ROMA – “Quello che accadeva lì dentro era indescrivibile” dice, intervistata a La vita in diretta, una delle ragazze vittime del maestro di Karate di Brescia arrestato con l’accusa di aver costretto le allieve minorenni della sua palestra ad avere rapporti sessuali con lui.

Avevo 16 anni – racconta la ragazza – all’inizio era normalissimo, quindi mi fidavo, ero sicura come qualsiasi altra ragazza che pratica uno sport ed ha a che fare con un maestro, quindi non avevo niente di cui temere. Mi faceva sempre tanti complimenti. Lui ci prendeva così, come ha fatto con le altre lo faceva con me: complimenti, cene, ci offriva sempre tutto, ci trattava benissimo, ci faceva sentire belle, ci sentivamo speciali e uniche, anche perché a 16 anni una ragazza che si sente così speciale è lusingata”.

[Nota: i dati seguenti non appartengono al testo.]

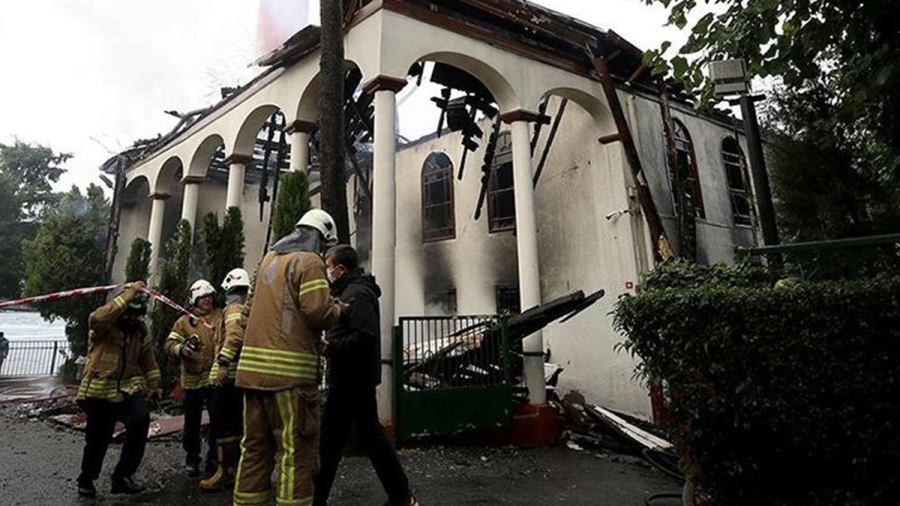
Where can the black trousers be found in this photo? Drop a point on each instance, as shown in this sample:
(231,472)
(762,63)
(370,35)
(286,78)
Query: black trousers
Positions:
(226,420)
(194,400)
(343,407)
(101,423)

La ragazza ha raccontato dell’infermeria, il luogo delle violenze: “Noi pensavamo fosse una cosa normale, ci sentivamo sicure e protette come può essere per qualsiasi ragazzo che si rapporta con un maestro, soprattutto di karate, che è una disciplina che richiede un certo rigore, un certo rispetto. Ma poi quello che accadeva lì dentro era indescrivibile. Opporre resistenza era peggio, in quelle situazioni, più opponi resistenza, più lotti e peggio è. Lui era solito minacciare, mi diceva sempre che nessuno ci avrebbe creduto e quindi a quella età, anche se sai che comunque ti crederanno i tuoi genitori, entri in quel circolo di vergogna, di paura, di essere giudicata perché ti senti quasi in colpa. Ti dici ma perché a me? Ti dici cosa ho sbagliato? senza capire che tu non hai sbagliato niente, sono gli altri che hanno sbagliato”.

E ancora: “Non ci si riprenderà mai, nemmeno io mi sono ripresa, però devo dire che si va avanti, si deve andare avanti. Quello che volevo dire è di denunciare perché serve soprattutto a noi, certo serve anche alle indagini, ma soprattutto a noi, non ci farà stare meglio, non ci aiuterà ad essere felici come prima però il peso che ci trascinavamo dietro ce lo possiamo mettere un po’ in spalla”.